4. В период застоя так называемый юбиляр долго шептал мне на ухо, что хочет создать острый фильм «Сирано де Бержерак», и брал меня без проб на роль графа де Гиша. При этом только для того, чтобы не снять меня в очередной раз, утвердил на роль Сирано Е. Ев­тушенко, в то время опального поэта. Фильм закрыли. Евгений перестал быть опальным по­этом, а я кем был, тем и остался.

5. В фильме «Старики-разбойники» он опустился до того, что уговорил меня сыграть в мелком эпизоде, который в титрах формулировался «а также», и моя фамилия стояла по­следней — вроде по алфавиту.

6. «Забытая мелодия для флейты» — снимал Ленечку Филатова, чтобы тот его помнил, а я не запомнился ни себе, ни зрителю.

7. В ленте «Вокзал для двоих» эпизода для меня не существовало вообще, но этот садист убедил меня сниматься, велев все придумать и написать слова самостоятельно. Я украсил со­бой эти две серии, но ни авторских, ни поти­ражных до сих пор не видно.

8. Наконец, последняя экзекуция — фильм «Привет, дуралеи!». Тут этот вампир дошел до физического надругательства, исковеркав мою природную самобытность, — укурносил нос, выбелил волосы, разбросал по телу вес­нушки и даже хотел вставить голубые линзы, доведя меня до киркоровского абсурда, — я не дался, и он затаился до следующей картины.

При этом он не устает кричать, что я его друг и мне все равно, в чем у него сниматься. Нет! Хватит! Прошу его обуздать или еще че­го-нибудь резкое сделать, а пока возместить мне в твердой валюте мягкость моего харак­тера...

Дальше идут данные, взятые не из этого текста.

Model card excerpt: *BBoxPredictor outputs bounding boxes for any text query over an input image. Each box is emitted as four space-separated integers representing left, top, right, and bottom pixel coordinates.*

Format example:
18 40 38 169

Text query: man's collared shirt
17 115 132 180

Эфрос был круглосуточным режиссером. Он ни секунды не мог быть не режиссером. Он разговаривал и режиссировал, ел и режисси­ровал. Единственный человек, от которого он немножко уставал, это — Гафт. Я помню, как Валя пришел в «Ленком», и мы отправились куда-то в Подольск с выездным спектаклем. Валя только что ввелся в спектакль «104 стра­ницы про любовь» и в автобусе все пытал Эфроса: «Может, так? А, может, так?» Полдороги тот с ним репетировал, но потом устал — на­пор и маниакальность Вали перешибли даже эфросовские.

Сейчас есть такое клише: предали Эфроса. Его ученики и артисты поделены на тех, кто предал, и тех, кто не предал. Сын Эфроса Дима Крымов написал пьесу «Долгое прощание» в форме эссе к юбилею отца. Толя Васильев начал репетировать. Там артисты, которые ра­ботали с Эфросом, вспоминали о нем в такой светло-сентиментальной манере (к сожале­нию, спектакль не состоялся). И я тоже был по­зван в эту высокую компанию... Предателем не считаюсь.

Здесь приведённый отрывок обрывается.